Unspektakulärer Titel, spektakulärer Tag: Anfang des Monats hat das zwischenzeitig finanziell bedrohte Rheinkultur-Festival in Bonn zum 29. Mal stattfinden können. Dabei handelt es sich um Deutschlands größtes Gratisfestival mit einer Rekordbesucherzahl von 200.000 (dieses Jahr immerhin beeindruckende 170.000). Soweit zu den Zahlen.

Eigentlich hat der Samstag drei Events mit sich gebracht: Die Hinfahrt, das Da-sein und die Rückfahrt. Ich werd's mal in der Reihenfolge beschreiben und vorweg sagen: Obwohl Hin- und Rückfahrt einfach ätzend waren, hat es sich wegen des Da-seins gelohnt. Definitiv.

Die Hinfahrt begann in Bochum, wir waren leider nur zu zweit, aber nett war's trotzdem. Von H. lernte ich unter anderem, passend zum Festival, dass Europäer mehr Alkohol vertragen als Asiaten - weil sie früher (Mittelalter?), statt ihr von Müll und Fäkalien verseuchtes Wasser abzukochen, Alkohol reingekippt bzw. Bier und Wein daraus gemacht haben... :D

In Düsseldorf sind wir dann erstmal gestrandet. Eigentlich sollte es eine schöne Abkürzung werden, weil der Zug von Bochum nach Köln so lange braucht. Stattdessen war der Zug von Düsseldorf nach Köln so überfüllt, dass wir nicht mehr reinkamen. Das typische "Menschen sind zu dumm zum Durchgehen und Einsteigen" hat sogar dazu geführt, dass der Fahrer rauskam und sich aufgeregt hat.

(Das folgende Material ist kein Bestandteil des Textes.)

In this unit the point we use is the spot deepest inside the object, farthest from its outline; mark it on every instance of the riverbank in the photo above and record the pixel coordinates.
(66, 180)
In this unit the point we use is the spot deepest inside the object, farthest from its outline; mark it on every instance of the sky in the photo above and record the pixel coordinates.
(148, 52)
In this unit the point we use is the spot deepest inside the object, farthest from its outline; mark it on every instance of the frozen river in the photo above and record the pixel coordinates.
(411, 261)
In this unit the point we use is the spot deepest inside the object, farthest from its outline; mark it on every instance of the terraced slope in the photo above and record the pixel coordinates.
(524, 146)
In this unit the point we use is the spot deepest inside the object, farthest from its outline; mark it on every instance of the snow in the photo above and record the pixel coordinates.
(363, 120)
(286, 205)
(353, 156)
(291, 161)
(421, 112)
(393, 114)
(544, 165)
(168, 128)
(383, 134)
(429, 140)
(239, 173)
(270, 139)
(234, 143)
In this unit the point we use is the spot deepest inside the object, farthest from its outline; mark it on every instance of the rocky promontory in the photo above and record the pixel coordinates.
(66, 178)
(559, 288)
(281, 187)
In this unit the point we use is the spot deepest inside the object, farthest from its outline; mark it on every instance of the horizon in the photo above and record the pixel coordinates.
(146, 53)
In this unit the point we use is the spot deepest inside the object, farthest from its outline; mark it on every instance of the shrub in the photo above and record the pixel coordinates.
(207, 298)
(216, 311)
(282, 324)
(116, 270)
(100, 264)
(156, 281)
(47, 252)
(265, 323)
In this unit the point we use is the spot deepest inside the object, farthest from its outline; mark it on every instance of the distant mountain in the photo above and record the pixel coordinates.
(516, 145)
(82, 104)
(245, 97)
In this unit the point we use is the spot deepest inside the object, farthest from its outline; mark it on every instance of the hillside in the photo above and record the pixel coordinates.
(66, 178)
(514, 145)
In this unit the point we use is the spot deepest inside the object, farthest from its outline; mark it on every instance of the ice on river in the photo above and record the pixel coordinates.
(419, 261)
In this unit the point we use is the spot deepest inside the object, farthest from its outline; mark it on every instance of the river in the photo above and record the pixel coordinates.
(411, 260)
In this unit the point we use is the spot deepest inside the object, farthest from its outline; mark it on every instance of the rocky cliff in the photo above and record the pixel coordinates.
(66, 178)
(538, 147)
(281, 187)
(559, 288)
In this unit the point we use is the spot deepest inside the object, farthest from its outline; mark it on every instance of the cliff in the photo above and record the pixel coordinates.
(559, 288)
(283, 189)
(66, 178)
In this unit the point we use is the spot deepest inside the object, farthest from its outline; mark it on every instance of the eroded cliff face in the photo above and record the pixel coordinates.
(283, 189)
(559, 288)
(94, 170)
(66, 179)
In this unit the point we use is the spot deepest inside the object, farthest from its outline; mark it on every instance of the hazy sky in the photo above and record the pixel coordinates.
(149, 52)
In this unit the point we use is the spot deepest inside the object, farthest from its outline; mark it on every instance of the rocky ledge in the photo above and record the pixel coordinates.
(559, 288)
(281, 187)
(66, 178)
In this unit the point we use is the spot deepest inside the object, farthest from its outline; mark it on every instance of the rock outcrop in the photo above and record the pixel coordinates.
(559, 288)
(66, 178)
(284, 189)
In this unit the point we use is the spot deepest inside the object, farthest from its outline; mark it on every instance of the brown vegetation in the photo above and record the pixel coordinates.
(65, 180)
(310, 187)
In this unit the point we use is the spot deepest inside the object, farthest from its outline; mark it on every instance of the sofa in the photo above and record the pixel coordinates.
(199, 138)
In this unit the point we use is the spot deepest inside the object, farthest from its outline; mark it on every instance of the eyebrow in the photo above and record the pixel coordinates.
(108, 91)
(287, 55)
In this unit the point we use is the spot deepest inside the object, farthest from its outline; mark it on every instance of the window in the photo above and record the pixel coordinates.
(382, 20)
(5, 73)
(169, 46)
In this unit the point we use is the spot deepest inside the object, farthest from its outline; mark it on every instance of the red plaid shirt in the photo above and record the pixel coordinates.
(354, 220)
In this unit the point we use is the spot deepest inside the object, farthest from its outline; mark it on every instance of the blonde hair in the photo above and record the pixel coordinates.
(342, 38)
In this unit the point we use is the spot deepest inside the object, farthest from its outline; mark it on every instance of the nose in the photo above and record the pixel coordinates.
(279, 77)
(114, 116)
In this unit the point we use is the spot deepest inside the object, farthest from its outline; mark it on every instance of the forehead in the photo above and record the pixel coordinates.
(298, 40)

Wir haben uns dann irgendwann dafür entschieden einen Umweg über Neuss zu fahren - der Tipp war das einzig gute an dem Gespräch mit dem Bahnangestellten, der Rest vermittelte in etwa "Nein, ihr dürft den ICE nicht benutzen, obwohl im Regionalexpress alle zerquetscht werden, Festivalgäste wollen wir da nicht". In Köln wurde der Zug dann schon als stark ausgelastet angekündigt und nach einigen Überlegungen sind wir nach Bonn-Beuel gefahren statt zum Hauptbahnhof (mit einem Zug, der nicht zum Bonner Hbf fährt und daher nicht so voll war) und haben uns dann von dort aus mit anderen Besuchern durchgeschlagen ("Ihr habt Bier, habt ihr n Plan?" - "Ne, aber hier sind so viele. [...] Verdammt, wir fahren in die falsche Richtung! Nein, doch nicht! Wir müssen hier raus! Wir müssen hier raus!!! Hey, hier ist Kotze, hier ist richtig!"). :D

Am Einlass "durfte" ich dann ausgerechnet das mitgebrachte Tetrapak abgeben... nur Wasser erlaubt, das dafür aber auch in Flaschen. Naja. Durch das ganze Chaos waren wir ewig spät dran und haben von Itchy Poopzkid gar nichts mehr und von Max Prosa noch das Ende gesehen (und das Ende der Schlangen vor dem Dixi-Klo den Dixi-Klos).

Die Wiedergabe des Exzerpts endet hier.